И это ведь не конец. Надо помнить: когда она выговорится, мы будем мириться. Эрнесто не придет; я никогда не думал, что он вернется. Я видел несколько звезд и уличные огни; шум, подобный шуму ветра в ливень, остановился на балконе. Кека разбила об пол рюмку или пепельницу. Я слышал ее смех и шаги, она шла к кровати.
— Рогач, — сказала она и повторила, и мне пришлось обернуться. Она улыбалась. Между ее грудями я увидел графин с джином. — Рогач, рогатый… Рогатенький!
Она была довольна, ослабела, переводила дух. Перестав смеяться и говорить, она пила из графина. Я начал одеваться, насвистывая «La vie est breve» и вспоминая жалкое, немыслимое лицо Мами, закинутое назад, чтобы настичь прошлое и отдохнуть в нем. Кека болтала, смеялась, чмокала, отрываясь от графина.
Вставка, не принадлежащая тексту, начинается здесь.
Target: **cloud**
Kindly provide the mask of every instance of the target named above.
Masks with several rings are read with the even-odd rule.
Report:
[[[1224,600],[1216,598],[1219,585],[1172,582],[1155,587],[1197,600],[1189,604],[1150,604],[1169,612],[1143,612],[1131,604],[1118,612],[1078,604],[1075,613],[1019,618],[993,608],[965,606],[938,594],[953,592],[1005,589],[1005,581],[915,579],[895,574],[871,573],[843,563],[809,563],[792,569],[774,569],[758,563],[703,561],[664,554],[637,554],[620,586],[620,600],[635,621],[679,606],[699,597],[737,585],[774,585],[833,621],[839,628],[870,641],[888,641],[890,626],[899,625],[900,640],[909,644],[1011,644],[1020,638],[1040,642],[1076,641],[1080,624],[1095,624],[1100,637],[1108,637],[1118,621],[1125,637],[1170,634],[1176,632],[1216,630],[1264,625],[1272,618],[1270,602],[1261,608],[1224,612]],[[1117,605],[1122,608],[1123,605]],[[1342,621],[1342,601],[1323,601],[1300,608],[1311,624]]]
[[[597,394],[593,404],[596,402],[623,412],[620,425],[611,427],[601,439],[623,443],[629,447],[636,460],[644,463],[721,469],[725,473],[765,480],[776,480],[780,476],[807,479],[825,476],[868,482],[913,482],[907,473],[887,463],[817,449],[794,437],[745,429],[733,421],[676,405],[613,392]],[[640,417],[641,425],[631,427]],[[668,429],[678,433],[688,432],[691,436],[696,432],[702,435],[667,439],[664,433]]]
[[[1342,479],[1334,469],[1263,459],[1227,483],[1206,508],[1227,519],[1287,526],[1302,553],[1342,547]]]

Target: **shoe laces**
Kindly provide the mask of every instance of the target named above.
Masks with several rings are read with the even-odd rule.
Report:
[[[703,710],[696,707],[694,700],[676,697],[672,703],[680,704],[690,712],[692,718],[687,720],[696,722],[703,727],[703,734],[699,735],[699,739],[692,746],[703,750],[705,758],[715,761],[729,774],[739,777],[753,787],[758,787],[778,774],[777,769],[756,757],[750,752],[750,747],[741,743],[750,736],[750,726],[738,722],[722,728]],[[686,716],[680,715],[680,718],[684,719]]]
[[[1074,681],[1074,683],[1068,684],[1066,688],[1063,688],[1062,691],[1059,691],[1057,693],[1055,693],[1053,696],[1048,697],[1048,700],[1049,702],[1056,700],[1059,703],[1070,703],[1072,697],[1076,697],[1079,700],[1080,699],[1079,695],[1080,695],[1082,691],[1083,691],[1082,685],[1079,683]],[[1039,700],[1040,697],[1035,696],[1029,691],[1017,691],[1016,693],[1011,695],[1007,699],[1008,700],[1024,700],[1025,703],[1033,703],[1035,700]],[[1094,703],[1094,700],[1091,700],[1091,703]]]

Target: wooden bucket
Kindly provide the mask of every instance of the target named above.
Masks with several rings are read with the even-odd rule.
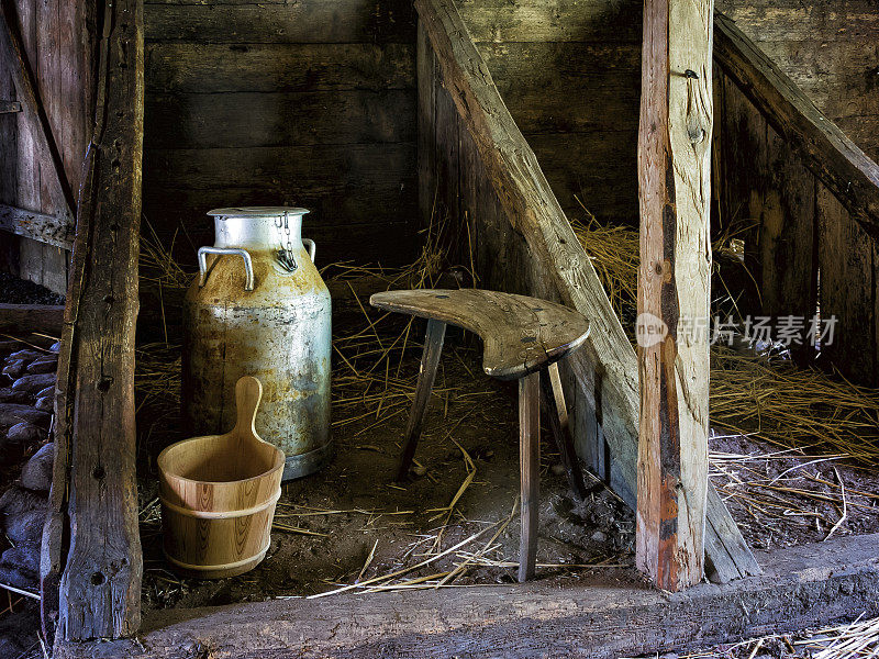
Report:
[[[178,572],[234,577],[266,556],[285,457],[254,429],[262,395],[259,380],[242,378],[231,433],[185,439],[158,456],[165,556]]]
— А теперь рубашку, рогатенький. Галстук не забудь, рогатенький. Пиджак поправь, рогатенький. Не хочешь знать, сколько раз я тебя обманывала? Ну, теперь поеду в Монтевидео. Там я тебе еще не изменяла. Кликну его, и поедем, прямо завтра.
Дойдя до двери, я услышал, как она бежит, и падает, и плачет словно спросонок.
— Прямо завтра, — повторила она. Щекой она касалась ковра, голые ноги разъехались, рука держала графин, чтобы не пролилось. Она плакала, пуская пузыри. От ее скорченного тела повеяло воздухом комнаты. Я медленно подошел, уже в шляпе — револьвер оттягивал брючный карман, — и сел на ковер, чтобы посмотреть на покрасневшее лицо и дрожащие губы.
— Завтра с ним и уеду. Завтра помру. А, чертов день! Сейчас вырвет… — бормотала она куда-то себе в руку.
Я взял у нее графин, поднял ее, толкнул к кровати, она упала навзничь. Ненависть умерла, я знал, осталось одно презрение, ведь мы с этим Арсе могли убить ее, ведь все было как нарочно подстроено, чтобы мы ее убили. Склоняясь над искаженным, бормочущим лицом, я измерил свою радость и силу и чуть не улыбнулся. Лицо дергалось и морщилось на фоне простыни. Могу убить — и убью. Покой был тот самый, который я испытывал, овладевая Гертрудой, когда ее еще любил. Та же полнота, тот же поток, уносящий с собой все вопросы.
Я пошел в ванную, намочил губку, вытер Кеке лицо, глаза и рот, пока она не очнулась и не присела, пошатываясь. Потом я молча подождал, все глядя на нее и придерживая коленом ее шатающееся тело, пока она не вспомнила слово «рогач» и не принялась оскорблять меня. Тогда, постепенно себя распаляя, я стал бить ее по лицу, сперва ладонью, потом — кулаками и, все придерживая ее коленом, дождался того, что она как-то странно, по-детски заплакала, а изо рта у нее потекли две жалкие струйки крови.
Выйдя, я даже не позаботился о том, чтобы спуститься в лифте и бесшумно вернуться по лестнице. Дома я выпил стакан воды и бросился на кровать, твердо решив думать только о том, о чем можно думать. Я знал, что должен ее убить, но не вправе уточнять время. Ночь я провел, прикидывая, отождествит ли меня кто-нибудь с Арсе, и вспоминая все, от Дня святой Розы, когда Кека переехала в эту квартиру. К утру я успокоился и уснул. На следующий день я пошел к ней и подарил ей духи. Губа у нее была рассечена; достоинства осталось ровно столько, чтобы оттягивать примирение, бросая короткие фразы о том, что она хорошая, я плохой, а жизнь ужасна.